Rispetto allo schema fondamentale ogni film costituisce una variante, una diversa combinazione degli elementi possibili: se in La fornaia, La carriera di Susanna e La mia notte con Maud, ad esempio, l’eletta è ancora da conoscere e corteggiare, in Il ginocchio di Claire e La collezionista è già la fidanzata del protagonista (ed è pressocché‚ assente dallo schermo), mentre in L’amore il pomeriggio ne è addirittura la moglie. Così in La carriera di Susanna il protagonista prova ripulsa, anziché attrazione, verso la seduttrice, mentre La collezionista e Il ginocchio di Claire si distinguono poiché “l’avventura” (anzi, più esattamente la mancata avventura) si svolge in un luogo di vacanza… L’elenco potrebbe continuare a lungo, ma quel che ci interessava in questo caso era solo far capire il senso complessivo del progetto, cioé quello di costruire tante variazioni su uno stesso tema.
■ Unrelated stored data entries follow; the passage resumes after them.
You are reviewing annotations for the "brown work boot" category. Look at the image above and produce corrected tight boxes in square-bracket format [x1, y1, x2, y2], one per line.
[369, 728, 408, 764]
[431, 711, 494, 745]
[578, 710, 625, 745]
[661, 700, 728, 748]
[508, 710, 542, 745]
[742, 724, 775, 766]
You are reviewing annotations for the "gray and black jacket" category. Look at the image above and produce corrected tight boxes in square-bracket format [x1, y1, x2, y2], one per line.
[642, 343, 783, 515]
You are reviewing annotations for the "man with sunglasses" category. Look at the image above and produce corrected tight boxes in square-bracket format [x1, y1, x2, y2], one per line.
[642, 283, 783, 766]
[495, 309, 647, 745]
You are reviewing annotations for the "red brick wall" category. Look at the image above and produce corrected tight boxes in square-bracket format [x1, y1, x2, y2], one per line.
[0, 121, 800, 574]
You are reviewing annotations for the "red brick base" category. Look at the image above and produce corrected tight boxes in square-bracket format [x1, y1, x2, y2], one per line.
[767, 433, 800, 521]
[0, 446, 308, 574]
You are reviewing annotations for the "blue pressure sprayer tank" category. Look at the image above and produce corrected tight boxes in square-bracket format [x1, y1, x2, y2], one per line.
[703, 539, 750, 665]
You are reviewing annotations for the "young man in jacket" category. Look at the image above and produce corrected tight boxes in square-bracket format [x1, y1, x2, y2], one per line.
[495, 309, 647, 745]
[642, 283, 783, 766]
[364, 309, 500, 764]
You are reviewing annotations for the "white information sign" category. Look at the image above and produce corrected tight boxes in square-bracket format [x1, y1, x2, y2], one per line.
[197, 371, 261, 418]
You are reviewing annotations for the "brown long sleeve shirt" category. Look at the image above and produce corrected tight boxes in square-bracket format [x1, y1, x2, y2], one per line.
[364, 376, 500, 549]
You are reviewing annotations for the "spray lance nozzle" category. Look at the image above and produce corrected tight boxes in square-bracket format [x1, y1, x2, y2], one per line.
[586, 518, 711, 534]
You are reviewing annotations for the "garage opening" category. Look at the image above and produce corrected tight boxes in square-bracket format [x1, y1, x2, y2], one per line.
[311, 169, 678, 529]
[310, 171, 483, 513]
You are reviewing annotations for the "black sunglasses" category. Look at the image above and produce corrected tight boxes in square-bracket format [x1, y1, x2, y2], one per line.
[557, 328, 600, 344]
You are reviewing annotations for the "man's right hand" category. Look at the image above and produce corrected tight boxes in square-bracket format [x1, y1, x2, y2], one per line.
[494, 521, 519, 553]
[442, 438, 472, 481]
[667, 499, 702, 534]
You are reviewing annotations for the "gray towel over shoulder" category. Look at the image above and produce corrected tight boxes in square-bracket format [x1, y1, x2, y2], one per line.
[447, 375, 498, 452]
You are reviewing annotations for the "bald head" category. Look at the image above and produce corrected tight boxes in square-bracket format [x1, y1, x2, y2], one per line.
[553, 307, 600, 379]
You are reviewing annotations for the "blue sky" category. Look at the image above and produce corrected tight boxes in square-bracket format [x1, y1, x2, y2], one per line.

Un’altra caratteristica di questi film è quella di essere, appunto, dei Racconti morali, cioé un insieme di fatti scelti, organizzati e commentati da un narratore, sempre il protagonista, la cui voce over, secondo dosi ogni volta diverse, accompagna le immagini (in Il ginocchio di Claire è del tutto assente, poiché il protagonista ha una confidente, cui racconta tutto, già dentro il film). Questo commento parallelo in prima persona, oltre a fornire le solite informazioni spazio-temporali, permette allo spettatore di seguire il corso dei pensieri del protagonista durante l’azione. La sua voce parla al passato (quasi sempre al tempo imperfetto), ma il distacco temporale in questo caso non produce un grande aumento di saggezza: il narratore, infatti, non da’ l’impressione di saperne molto di più del personaggio, non fornisce anticipazioni sul futuro, né ragguagli sul passato. Si attiene invece strettamente ai fatti presenti anche nelle immagini, riflette su di essi ma senza manifestare rimpianti né creare un senso di “tutto già deciso” (come nei film noir). Il racconto, anzi, alimenta una sorta di suspence. Lo stesso Rohmer, sia durante la sua attività di critico, sia nelle interviste rilasciate in seguito si è pronunciato spesso sui temi della parola, dei dialoghi, del testo e dei loro rapporti con l’immagine. A proposito dei Racconti, nella prefazione al libro che ne pubblica le sceneggiature scrive:
La mia intenzione non era di filmare degli eventi nella loro realtà, ma il RACCONTO che di essi faceva qualcuno.(…) Una delle ragioni per cui questi racconti sono definiti “morali” risiede nel fatto che sono quasi completamente privi di azioni fisiche; tutto avviene nella mente del narratore. I miei eroi, un po’ come Don Chisciotte, si comportano come personaggi di romanzo, ma forse il romanzo non c’è. La presenza del commento in prima persona non è dovuta tanto alla necessità di esternare pensieri intimi, impossibili a tradursi attraverso l’immagine e il dialogo, quanto al desiderio di puntualizzare in modo inequivoco il punto di vista del protagonista, trasformandolo nell’oggetto della mia stessa visione di autore e di cineasta.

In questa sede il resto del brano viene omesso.